Chris Bassitt, Sandy Alcantara and Zach Britton have the highest cumulative pitch value for sinkers. Generally, sinkers are thrown middle of the zone for these three pitches, although Britton appears to thrown lower in the zone. With respect to pitch value …
- Bassitt has highest value on the outside part of the zone (to both sides of hitters).
- Alcantara has high pitch value inside and low to both sides.
- Britton has good pitch value in the whole zone for left-handed hitters and low outside to right-handed hitters.
Here are some useful packages for constructing these displays.
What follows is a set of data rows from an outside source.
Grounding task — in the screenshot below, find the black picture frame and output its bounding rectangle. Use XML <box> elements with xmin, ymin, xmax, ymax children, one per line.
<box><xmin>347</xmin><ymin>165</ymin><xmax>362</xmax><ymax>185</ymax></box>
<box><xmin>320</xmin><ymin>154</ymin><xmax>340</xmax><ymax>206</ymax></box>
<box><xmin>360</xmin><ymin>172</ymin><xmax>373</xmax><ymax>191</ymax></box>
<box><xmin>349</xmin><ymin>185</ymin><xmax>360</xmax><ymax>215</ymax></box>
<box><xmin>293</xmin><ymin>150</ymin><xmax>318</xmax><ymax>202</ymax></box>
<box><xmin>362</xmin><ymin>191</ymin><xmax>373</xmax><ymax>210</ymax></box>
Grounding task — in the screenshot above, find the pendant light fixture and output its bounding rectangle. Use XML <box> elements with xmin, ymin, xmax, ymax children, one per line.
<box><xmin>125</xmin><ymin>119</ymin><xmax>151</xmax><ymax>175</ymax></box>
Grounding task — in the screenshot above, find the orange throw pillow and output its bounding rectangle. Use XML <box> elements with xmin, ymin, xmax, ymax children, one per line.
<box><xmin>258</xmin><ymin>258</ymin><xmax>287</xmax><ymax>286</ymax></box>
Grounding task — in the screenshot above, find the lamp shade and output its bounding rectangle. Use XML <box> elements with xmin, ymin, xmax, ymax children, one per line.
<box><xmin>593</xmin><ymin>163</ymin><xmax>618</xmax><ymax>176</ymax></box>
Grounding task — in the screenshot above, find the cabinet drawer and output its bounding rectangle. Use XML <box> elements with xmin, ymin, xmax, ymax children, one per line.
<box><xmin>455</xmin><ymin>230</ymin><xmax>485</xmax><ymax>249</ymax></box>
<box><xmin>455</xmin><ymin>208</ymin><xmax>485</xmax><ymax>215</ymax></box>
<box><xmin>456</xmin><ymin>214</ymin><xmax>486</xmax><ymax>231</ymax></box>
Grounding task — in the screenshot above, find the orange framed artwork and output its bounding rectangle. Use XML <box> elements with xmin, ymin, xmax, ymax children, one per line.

geom_hdr()function from the
ggdensitypackage is helpful for constructing the bivariate density estimates of pitch location. I like the fact that the yellow region has a clear interpretation of containing about 50% of the values.
compute_pitch_values()function from the
CalledStrikepackage is used to compute the pitch values from a Statcast dataset.
gam()function from the
mgcvpackage is used to fit a generalized additive model to the pitch value as a smooth function of the location. From the fit, the predicted pitch value is computed on a 50 x 50 grid of points, and the
geom_contour_fill()function from the
metRpackage is used to construct the contour graph of pitch values.
There are two aspects to throwing an effective pitch of a particular type, say a curve ball. First, the pitcher needs control — he needs to throw the pitch in a good location, say low in the zone. Second, the quality of the pitch is important — this includes the pitch speed and movement. A pitch value is essentially a measurement of the quality of the pitch. So an understanding of both the pattern of pitch locations and the pattern of pitch values at different locations are important in studying the effectiveness of a great pitcher.
These location and pitch value displays are potentially useful, but more experimentation is needed. Here are some questions for future study.
- These graphs use information from a large number of pitches of a particular type thrown by a pitcher. What is the minimum sample size to get useful displays?
- Can these displays be helpful in studying pitch value for a single pitcher season? If not, what alternataive methods can be used to glean information about pitch value?